Vida em um planalto severo
A província de Qinghai, na borda nordeste do planalto, é um vasto mar de gramíneas a mais de 3.000 metros de altitude. Abriga algumas das maiores pastagens naturais remanescentes da China e sustenta milhões de bovinos, ovinos e caprinos. Os invernos são longos e rigorosos, com cerca de sete meses de escassez de forragem, quando os animais frequentemente ficam à beira da fome. Tradicionalmente, os pastores pastoreiam animais o ano todo em campos abertos, fornecem pouca ração adicional e relutam em vender ou abater o gado, em parte por motivos culturais e religiosos. Como resultado, o tamanho dos rebanhos frequentemente excede o que a terra pode suportar, levando à exposição do solo, má regeneração das plantas e maior vulnerabilidade a tempestades e secas.

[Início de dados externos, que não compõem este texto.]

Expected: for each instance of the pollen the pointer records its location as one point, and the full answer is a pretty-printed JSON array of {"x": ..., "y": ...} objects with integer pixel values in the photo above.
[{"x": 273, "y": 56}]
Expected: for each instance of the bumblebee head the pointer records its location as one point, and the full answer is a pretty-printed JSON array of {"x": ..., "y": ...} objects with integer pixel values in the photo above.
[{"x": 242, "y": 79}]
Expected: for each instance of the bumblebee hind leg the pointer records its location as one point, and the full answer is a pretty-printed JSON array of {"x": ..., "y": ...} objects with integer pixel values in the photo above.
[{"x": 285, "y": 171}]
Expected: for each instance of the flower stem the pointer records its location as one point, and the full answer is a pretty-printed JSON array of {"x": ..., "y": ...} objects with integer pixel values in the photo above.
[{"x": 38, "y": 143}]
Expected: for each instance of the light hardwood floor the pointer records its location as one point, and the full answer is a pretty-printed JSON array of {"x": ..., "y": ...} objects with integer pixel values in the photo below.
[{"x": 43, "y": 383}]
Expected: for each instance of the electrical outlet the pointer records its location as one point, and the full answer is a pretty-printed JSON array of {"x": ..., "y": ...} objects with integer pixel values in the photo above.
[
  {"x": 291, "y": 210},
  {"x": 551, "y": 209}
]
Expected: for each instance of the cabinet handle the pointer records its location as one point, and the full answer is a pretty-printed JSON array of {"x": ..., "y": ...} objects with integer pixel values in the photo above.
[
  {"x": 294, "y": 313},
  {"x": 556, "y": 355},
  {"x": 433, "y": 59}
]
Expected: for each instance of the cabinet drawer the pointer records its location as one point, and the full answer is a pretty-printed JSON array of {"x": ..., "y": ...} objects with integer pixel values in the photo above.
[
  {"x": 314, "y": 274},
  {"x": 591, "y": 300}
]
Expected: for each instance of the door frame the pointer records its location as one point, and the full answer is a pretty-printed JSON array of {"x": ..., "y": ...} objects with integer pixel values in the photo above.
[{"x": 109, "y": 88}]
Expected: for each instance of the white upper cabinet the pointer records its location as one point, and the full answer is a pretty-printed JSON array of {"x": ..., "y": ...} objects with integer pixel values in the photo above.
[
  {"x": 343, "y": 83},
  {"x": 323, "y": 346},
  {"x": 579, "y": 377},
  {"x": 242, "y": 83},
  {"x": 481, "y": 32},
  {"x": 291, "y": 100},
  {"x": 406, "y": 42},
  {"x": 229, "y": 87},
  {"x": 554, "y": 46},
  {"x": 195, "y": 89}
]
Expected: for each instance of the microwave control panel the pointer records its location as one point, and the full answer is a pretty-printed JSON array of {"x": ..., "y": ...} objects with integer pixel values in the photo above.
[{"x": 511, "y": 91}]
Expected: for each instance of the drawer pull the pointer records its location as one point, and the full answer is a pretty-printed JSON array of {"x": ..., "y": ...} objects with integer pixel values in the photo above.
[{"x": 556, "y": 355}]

Muitas bocas, pouca pastagem
Usando registros de gado em nível de condado, medições por satélite do crescimento vegetal e entrevistas detalhadas com pastores, os autores construíram um modelo de quanto forragem as pastagens podem fornecer de forma sustentável e quanto os animais demandam. Eles descobriram que, em média entre 2008 e 2018, o uso de forragem nos condados de pastagem de média e alta elevação de Qinghai excedeu o suprimento sustentável em cerca de 9%. Os condados de média elevação estavam especialmente pressionados, com muitos operando 50% acima do limite seguro de pastejo, enquanto alguns condados mais altos e frios ainda tinham pasto de sobra. Os iaques consumiam a maior parte da pastagem, as ovelhas uma parcela menor e os cabritos apenas um pouco, refletindo preferências locais e a composição dos rebanhos.

Testando estratégias de condução mais inteligentes
Para ver como as coisas poderiam melhorar, a equipe comparou três abordagens gerais. A primeira foi o padrão atual e tradicional de venda tardia e pouca alimentação suplementar. A segunda estratégia transferiu o “descarte” — a retirada de animais por venda ou abate — para idades mais jovens, de modo que os animais passassem por menos invernos no pasto. A terceira estratégia combinou descarte precoce com alimentação sistemática no inverno e na primavera, modelada nas práticas de uma minoria de cooperativas mais intensivas. O modelo acompanhou como essas escolhas afetaram o peso corporal dos animais, a produção total de carne, a demanda de forragem e a renda dos pastores, tanto sob o atual sobrepastejo quanto sob uma regra rígida de que o uso da pastagem deve permanecer dentro dos limites ecológicos.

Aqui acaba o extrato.